The paper presents the first adiabatic quantum algorithm for testing graph gracefulness and finding graceful labellings, addressing a problem with limited classical solutions.

Findings

Algorithm successfully determines gracefulness of graphs up to 15 vertices.

Numerical simulations show polynomial time complexity.

Provides a quantum approach to a classical combinatorial problem.

Abstract

Graph labelling is one of the noticed contexts in combinatorics and graph theory.
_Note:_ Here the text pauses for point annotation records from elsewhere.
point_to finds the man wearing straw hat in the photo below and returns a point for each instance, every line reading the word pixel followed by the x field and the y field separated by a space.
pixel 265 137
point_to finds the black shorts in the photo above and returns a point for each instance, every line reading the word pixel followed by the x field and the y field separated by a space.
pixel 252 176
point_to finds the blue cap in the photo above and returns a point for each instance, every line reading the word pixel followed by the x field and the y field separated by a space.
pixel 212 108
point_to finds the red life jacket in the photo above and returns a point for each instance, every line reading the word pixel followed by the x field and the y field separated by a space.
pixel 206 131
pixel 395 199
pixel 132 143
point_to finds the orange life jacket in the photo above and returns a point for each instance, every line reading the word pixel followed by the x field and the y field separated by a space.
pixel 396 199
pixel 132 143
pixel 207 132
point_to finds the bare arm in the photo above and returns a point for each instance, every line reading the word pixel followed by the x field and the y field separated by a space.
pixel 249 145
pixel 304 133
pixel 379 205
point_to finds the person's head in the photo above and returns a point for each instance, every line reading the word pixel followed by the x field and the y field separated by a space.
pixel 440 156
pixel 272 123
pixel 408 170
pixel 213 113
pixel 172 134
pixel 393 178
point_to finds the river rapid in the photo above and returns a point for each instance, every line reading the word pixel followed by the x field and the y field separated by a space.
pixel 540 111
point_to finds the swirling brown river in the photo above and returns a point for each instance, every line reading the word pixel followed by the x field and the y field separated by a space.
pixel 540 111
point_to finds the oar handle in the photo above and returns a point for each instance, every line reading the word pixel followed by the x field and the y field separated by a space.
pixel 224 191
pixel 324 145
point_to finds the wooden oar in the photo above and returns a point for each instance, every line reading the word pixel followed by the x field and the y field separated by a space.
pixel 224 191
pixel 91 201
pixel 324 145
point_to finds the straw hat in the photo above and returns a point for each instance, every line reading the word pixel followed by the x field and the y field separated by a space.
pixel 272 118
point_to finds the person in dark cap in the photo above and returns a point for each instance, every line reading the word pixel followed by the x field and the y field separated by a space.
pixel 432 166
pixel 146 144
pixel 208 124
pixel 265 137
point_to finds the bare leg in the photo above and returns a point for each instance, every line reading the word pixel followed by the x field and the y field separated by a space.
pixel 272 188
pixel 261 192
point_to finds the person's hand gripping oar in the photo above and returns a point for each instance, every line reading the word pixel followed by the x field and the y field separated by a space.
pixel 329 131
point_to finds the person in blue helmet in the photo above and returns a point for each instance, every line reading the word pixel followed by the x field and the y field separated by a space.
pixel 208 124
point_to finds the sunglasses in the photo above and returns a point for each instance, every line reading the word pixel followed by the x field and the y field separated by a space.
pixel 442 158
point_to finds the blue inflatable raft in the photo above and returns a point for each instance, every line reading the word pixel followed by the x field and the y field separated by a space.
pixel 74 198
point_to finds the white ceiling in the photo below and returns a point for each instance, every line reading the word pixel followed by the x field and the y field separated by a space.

Graceful labelling for a graph $G$ with $e$ edges, is to label the vertices of $G$ with $0, 1, \cdots, e$ such that, if we specify to each edge the difference value between its two ends, then any of $1, 2, \cdots, e$ appears exactly once as an edge label. For a given graph, there is still few efficient classical algorithms that determines either it is graceful or not, even for trees - as a well-known class of graphs. In this paper, we introduce an adiabatic quantum algorithm, which for a graceful graph $G$ finds a graceful labelling. Also, this algorithm can determine if $G$ is not graceful. Numerical simulations of the algorithm reveal that its time complexity has a polynomial behaviour with the problem size up to the range of 15 qubits.